On September 16, Lord Desai stood up in the British House of Lords and proposed what he acknowledged to be a “utopian” solution to a burgeoning crisis that has challenged EU cohesion: Brussels should work via the United Nations to develop and fund a plan to resettle refugees from Syria and other Middle Eastern states in Central Asia.
“There are sparsely populated countries in Central Asia – Turkmenistan, Tajikistan, Mongolia and so on. There, [in Central Asia] population density is one-hundredth of the population density in Europe,” Lord Desai said. “I would like the United Nations to arrange a transfer of as many migrants and refugees as possible, with the cooperation of those countries, to settle in those countries.”
Lord Desai cited supposed cultural similarities as a reason why Central Asian states might be receptive to accepting refugees from the Middle East. “These are Muslim countries,” he said, referring to Central Asian states. “They are co-religionists.”
Lord Desai’s proposal betrays a bewildering lack of knowledge about the countries to which he would dispatch those hoping to escape either the tyranny of Bashar al-Assad’s Syrian regime or radical Islamic terror. Some Central Asian states, particularly Turkmenistan and Uzbekistan, are every bit as repressive as Syria. Turkmen leader Gurbanguly Berdymukhamedov, for example, is focused on locking his country down, not opening it up to newcomers.
And although nominally Muslim, Central Asian states have severely restricted freedom of religious expression in recent years. Mongolia, another of the states mentioned by Lord Desai as a potential refugee destination, is predominantly Buddhist.
Economically speaking, none of the states is in position to accept newcomers. Even the region’s most prosperous country, Kazakhstan, is currently grappling with a severe economic downturn.

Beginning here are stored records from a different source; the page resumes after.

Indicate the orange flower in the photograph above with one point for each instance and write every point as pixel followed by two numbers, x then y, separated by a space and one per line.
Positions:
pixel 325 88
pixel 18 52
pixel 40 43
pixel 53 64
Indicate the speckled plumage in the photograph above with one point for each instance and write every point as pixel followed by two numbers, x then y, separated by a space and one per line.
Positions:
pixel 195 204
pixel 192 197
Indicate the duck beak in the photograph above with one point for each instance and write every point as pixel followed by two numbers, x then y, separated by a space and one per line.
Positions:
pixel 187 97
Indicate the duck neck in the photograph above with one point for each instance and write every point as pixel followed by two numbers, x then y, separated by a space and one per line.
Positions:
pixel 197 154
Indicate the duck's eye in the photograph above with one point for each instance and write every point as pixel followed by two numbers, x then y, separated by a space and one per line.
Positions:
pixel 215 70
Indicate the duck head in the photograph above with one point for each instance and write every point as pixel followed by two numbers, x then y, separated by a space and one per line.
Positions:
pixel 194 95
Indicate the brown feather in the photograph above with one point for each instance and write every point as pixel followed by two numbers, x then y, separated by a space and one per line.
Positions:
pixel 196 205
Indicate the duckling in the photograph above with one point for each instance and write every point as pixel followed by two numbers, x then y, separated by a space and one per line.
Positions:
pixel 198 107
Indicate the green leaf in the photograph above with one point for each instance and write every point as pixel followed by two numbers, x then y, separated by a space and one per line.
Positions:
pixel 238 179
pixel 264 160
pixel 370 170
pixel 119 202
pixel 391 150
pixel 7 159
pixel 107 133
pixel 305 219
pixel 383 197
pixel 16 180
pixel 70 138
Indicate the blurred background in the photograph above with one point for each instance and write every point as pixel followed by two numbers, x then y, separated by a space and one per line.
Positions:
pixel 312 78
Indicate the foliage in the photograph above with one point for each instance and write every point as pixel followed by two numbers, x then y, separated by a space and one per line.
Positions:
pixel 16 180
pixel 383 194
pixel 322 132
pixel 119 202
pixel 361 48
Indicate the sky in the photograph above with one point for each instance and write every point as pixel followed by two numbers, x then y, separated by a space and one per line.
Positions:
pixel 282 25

Not only does Lord Desai display a shaky grasp of present conditions, his proposal shows a lack of understanding about the region’s history of forced migration. Countries like Kazakhstan and Uzbekistan still feel the effects of former Soviet dictator Josef Stalin’s decisions during World War II to deport entire nationalities, including Crimean Tatars, Chechens and Meskhetian Turks, from their traditional homelands to Central Asia’s steppes.
The deported nationalities still experience hardship. As recently as 2010, for example, Meskhetian Turks were targeted in inter-ethnic rioting in Kyrgyzstan. Meanwhile, many Crimean Tatars managed to return to their homeland in Crimea following the collapse of the Soviet Union in 1991, but they have experienced discrimination following Russia’s annexation of the peninsula in 2014.
Lord Desai is a native of India who became a naturalized British citizen. Born in 1940, Meghnad Jagdishchandra Desai obtained a doctorate from the University of Pennsylvania in the United States and went on to lecture at the London School of Economics. He was made a peer in 1991.